Please don’t feel too frustrated if it doesn’t make sense. You’ll get the hang of it. Play around for a while, and if you get stuck, ask your instructors or colleagues for suggestions. You just have to dive in with this stuff.

Getting More Modules and Adding Reverb

You can use just the modules that come with the VCV Rack installation, but it would be nice to extend it with some reverb or explore some other modules. There are many free modules to choose from. For reverb, I suggest Plateau by Valley.

To get additional modules, you need an account on the VCV Rack website. Once you have that, click the Library link at the top of the site window. Here you’ll find a searchable database of modules. Don’t buy any of them — at least not yet. Press the FREE button to filter out the ones that aren’t free. In the Brand popup, choose Valley, find the Plateau module, and press the “+ Add” link.

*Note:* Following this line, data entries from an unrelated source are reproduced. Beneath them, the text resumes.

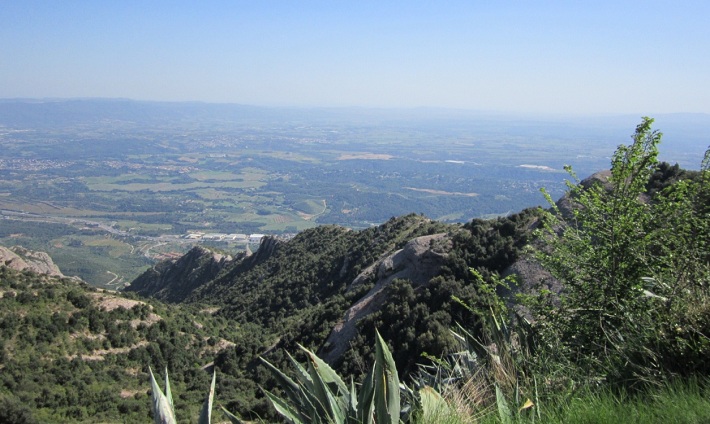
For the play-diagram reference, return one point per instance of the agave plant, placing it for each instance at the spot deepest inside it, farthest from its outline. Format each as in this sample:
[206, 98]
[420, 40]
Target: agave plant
[164, 409]
[319, 395]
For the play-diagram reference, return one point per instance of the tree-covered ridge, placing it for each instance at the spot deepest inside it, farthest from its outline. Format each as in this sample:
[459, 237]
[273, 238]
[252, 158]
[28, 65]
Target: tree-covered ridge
[70, 353]
[628, 246]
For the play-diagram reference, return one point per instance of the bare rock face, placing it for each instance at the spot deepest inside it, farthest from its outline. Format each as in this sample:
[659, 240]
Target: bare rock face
[566, 204]
[21, 259]
[419, 261]
[173, 281]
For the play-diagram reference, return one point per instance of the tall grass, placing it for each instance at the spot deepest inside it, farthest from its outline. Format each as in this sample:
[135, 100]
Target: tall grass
[680, 401]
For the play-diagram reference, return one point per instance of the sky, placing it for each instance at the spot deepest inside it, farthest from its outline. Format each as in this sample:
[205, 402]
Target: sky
[549, 57]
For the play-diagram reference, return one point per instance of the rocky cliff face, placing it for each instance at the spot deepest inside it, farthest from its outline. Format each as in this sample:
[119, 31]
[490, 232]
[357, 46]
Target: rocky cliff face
[419, 261]
[21, 259]
[175, 280]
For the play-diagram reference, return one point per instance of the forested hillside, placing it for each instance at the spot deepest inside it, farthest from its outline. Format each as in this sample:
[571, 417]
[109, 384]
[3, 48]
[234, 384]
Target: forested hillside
[611, 292]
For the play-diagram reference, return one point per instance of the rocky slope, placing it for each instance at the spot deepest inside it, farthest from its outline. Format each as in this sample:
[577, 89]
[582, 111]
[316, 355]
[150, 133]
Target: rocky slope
[21, 259]
[174, 280]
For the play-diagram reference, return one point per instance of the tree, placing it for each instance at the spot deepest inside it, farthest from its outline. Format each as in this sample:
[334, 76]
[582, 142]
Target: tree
[625, 261]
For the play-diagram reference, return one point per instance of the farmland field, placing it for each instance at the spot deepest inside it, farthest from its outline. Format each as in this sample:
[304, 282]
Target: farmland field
[133, 189]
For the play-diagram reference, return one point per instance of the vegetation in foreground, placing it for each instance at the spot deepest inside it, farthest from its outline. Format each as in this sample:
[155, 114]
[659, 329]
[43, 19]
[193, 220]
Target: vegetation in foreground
[625, 340]
[631, 252]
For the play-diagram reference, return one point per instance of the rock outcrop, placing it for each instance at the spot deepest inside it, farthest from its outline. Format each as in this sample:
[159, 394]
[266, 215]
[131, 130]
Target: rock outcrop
[21, 259]
[419, 261]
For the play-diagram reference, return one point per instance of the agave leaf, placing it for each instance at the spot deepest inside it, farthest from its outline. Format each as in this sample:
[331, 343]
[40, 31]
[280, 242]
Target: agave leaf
[325, 371]
[386, 396]
[321, 395]
[506, 416]
[163, 412]
[365, 402]
[352, 404]
[289, 413]
[527, 405]
[231, 417]
[206, 413]
[168, 392]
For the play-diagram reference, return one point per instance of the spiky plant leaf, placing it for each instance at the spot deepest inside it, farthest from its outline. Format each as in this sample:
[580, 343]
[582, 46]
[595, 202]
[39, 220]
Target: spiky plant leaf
[168, 391]
[206, 413]
[231, 417]
[386, 395]
[163, 412]
[503, 410]
[432, 404]
[325, 371]
[365, 404]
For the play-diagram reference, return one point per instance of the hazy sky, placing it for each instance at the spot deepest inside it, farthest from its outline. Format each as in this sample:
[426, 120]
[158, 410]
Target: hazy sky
[602, 56]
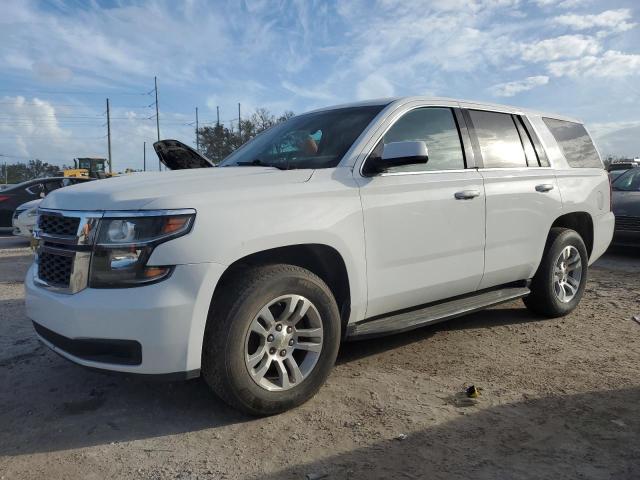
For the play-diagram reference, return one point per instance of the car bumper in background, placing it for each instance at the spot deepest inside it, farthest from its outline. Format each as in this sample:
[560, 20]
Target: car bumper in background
[154, 330]
[626, 238]
[602, 235]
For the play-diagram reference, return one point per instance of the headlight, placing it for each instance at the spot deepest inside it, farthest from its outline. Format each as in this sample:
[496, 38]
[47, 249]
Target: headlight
[124, 244]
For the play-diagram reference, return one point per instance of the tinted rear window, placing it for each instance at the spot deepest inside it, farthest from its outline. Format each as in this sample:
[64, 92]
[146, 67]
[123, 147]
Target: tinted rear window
[575, 143]
[499, 139]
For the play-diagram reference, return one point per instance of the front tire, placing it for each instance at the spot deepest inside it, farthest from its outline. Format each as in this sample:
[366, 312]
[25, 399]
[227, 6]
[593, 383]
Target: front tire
[271, 340]
[558, 285]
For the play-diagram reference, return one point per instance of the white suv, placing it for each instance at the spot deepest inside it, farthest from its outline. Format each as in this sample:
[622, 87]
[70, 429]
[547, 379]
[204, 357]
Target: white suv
[344, 223]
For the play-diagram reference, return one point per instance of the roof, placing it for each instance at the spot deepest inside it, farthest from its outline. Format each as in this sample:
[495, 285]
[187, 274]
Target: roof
[397, 101]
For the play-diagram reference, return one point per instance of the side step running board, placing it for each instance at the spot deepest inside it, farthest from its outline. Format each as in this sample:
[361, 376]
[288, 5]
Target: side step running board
[401, 322]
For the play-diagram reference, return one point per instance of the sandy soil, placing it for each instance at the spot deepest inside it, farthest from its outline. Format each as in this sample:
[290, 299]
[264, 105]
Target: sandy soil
[560, 399]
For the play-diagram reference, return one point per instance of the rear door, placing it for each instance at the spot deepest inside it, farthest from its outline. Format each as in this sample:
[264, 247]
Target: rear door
[522, 195]
[424, 239]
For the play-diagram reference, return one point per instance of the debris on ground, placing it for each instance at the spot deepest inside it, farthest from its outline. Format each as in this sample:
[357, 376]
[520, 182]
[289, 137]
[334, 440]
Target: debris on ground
[472, 391]
[315, 476]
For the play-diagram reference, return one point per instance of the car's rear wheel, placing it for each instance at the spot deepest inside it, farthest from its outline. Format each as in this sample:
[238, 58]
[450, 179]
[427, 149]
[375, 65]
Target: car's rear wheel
[271, 340]
[558, 285]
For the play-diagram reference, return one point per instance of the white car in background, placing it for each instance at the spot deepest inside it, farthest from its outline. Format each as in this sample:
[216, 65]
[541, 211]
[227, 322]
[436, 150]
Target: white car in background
[24, 218]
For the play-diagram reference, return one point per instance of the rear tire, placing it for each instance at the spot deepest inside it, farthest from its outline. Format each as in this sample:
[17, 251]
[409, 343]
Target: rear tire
[558, 285]
[290, 366]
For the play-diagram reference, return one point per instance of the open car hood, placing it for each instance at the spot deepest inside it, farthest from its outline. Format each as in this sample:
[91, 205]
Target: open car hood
[176, 155]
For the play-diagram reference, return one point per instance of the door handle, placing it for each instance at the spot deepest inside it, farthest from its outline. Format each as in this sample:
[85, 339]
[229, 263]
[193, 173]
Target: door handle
[466, 194]
[545, 187]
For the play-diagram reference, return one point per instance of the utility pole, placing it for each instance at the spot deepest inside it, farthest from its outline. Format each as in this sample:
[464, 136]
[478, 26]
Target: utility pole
[109, 135]
[155, 84]
[197, 137]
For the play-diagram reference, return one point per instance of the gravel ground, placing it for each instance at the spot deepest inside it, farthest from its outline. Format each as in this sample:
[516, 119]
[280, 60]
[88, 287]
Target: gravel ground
[559, 399]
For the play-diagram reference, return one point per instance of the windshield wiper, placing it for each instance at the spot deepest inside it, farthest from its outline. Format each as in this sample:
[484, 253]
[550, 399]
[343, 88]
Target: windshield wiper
[258, 163]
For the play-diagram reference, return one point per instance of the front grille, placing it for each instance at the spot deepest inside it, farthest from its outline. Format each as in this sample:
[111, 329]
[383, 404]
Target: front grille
[629, 224]
[55, 269]
[58, 225]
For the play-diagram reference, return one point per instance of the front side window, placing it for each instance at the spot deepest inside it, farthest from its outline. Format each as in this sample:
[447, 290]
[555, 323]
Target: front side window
[436, 127]
[575, 143]
[313, 140]
[499, 140]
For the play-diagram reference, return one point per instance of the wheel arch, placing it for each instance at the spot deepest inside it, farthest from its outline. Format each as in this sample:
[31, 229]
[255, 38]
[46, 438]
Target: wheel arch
[581, 222]
[321, 259]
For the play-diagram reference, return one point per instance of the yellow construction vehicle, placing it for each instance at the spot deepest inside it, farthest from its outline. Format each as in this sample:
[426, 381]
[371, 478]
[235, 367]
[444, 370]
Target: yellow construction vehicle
[88, 168]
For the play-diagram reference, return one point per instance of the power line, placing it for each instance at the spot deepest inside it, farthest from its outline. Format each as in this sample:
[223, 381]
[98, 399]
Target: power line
[74, 92]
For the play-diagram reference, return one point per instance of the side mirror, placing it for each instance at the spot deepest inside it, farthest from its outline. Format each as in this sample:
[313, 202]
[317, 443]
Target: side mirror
[396, 154]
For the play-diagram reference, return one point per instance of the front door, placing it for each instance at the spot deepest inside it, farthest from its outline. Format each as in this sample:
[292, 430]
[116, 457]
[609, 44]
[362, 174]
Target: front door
[424, 223]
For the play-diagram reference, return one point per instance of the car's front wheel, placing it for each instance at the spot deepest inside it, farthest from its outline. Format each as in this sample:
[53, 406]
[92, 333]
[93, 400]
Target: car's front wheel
[272, 339]
[558, 285]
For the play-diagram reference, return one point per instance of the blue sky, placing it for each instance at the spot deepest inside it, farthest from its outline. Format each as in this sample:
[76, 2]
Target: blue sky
[61, 59]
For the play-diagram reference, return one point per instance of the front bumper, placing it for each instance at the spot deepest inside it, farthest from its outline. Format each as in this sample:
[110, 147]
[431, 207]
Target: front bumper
[166, 319]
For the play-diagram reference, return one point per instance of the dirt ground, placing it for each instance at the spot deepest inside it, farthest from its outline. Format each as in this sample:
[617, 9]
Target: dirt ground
[559, 399]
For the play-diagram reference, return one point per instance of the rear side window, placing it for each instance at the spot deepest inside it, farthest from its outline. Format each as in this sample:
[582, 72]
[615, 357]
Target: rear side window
[575, 143]
[499, 140]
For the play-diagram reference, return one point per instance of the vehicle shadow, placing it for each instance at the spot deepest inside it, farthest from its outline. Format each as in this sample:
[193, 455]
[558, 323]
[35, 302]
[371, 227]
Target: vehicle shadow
[589, 435]
[49, 404]
[512, 314]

The library feature of the VCV Rack website

After getting new modules, you need to use the Library menu in VCV Rack to bring yourself up to date. After doing so, you must quit and relaunch the program.

Add Plateau to your patch, and see if you can figure out how to patch it into the signal flow. Think of it like an insert effect in a DAW. Where might that go? You want to generate a stereo signal coming out of the reverb and maintain that all the way to your headphones.


  • Save your rack file to disk as “Exercise A.vcv,” and submit this in Canvas. Use the File > Save menu command in Rack to do this.

Grading Criteria

This assignment will be graded pass/fail. If it produces sound and reproduces the functionality of the basic patch, you pass. You may ask for help with it during tutorial before submitting it on Thursday night.